ダイアン

ミッドサマーのダイアンのレビュー・感想・評価

ミッドサマー(2019年製作の映画)
3.5
当時まだアラサー映画監督だったアリ・アスターの早すぎる成熟作品(今もまだ34歳か・・)。ストーリーで多くの推測や物議を醸しているようだが、最も目を引いたのは映像美だ。
世界のあらゆる新興宗教やカルト、信仰体系を調べながら世界観を緻密に作っているのが伝わる一方、花を大胆に使った衣装や演出は現代アーティスト・ぴゅ~ぴるのようにも見えてモダンな現代にも調和する。コントラストと鮮やかな色使いはA24作品に欠かせないし、得意のロングカットも多用。スケールのある動きをしつつも静止画として切り出せるほど丁寧な構図を常に保つから、映像クオリティがとにかく高くて作品に没入していける(特にシンメトリーや横パンを軸にしながら、サイズ感や高さで変化をつけているのが印象的)。

ストーリーといえば、寝ても覚めても緊張感がなくならないオルガの祝祭を丹念に描いている。生(性)と死、儀礼と犠牲、狂気と調和。ホラーでありながらも信仰者たちは常に平穏を保ち続けているため、どこか面白くも思えてしまう。
中盤で主人公の彼が「信仰者たちには彼らなりのルールがある。
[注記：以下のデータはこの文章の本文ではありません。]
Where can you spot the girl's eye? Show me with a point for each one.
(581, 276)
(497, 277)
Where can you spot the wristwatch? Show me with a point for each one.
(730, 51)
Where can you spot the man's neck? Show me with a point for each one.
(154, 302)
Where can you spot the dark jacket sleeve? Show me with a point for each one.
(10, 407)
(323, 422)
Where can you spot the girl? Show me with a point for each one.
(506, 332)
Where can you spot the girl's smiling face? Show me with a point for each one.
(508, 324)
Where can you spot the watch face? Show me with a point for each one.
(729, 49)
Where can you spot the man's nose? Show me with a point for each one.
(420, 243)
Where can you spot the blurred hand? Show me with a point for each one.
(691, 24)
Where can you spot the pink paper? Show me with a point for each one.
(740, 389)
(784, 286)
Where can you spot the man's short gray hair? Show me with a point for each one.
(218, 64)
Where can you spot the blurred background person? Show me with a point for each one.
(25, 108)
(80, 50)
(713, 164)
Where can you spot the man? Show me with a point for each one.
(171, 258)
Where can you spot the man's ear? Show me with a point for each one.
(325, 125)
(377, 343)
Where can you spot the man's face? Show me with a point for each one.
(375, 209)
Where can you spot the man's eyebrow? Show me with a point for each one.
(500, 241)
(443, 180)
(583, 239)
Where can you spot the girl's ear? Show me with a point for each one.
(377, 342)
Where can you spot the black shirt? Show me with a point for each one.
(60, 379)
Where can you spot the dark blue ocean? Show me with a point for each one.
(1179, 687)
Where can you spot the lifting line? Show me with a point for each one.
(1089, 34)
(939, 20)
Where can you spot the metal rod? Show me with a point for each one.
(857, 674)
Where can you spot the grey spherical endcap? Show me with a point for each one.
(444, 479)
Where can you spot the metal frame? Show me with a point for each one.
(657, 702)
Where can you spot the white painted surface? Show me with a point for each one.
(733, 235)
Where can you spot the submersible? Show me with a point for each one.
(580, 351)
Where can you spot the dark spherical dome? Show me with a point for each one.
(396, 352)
それに慣れていくしかない」といった旨の発言をし、そこから迷いと葛藤にさいなまれながらも、ついに彼らの言うとおりの行動を繰り返していく(そしてラストへ)。他方主人公は女王となり、カルトそのものになり現実からの救いを手に入れる。全く異なるふたりの行く末。

最高のホラーと感想する観客も多いが、なぜか。それはオルガにはひとつとして裏切りや復讐や怨念といった負の感情がないからだ。彼らは90年来の祝祭をシナリオ通りに進めている。行く手を阻むものは何もないかのように。その先には、コップにしたたる水がついにあふれ出すような、ひたひたと迫る天国と地獄へのいざないの戦慄が待つ。このことがミッドサマーの劇薬であり、現代ホラーのひとつの到達である所以だと感じた。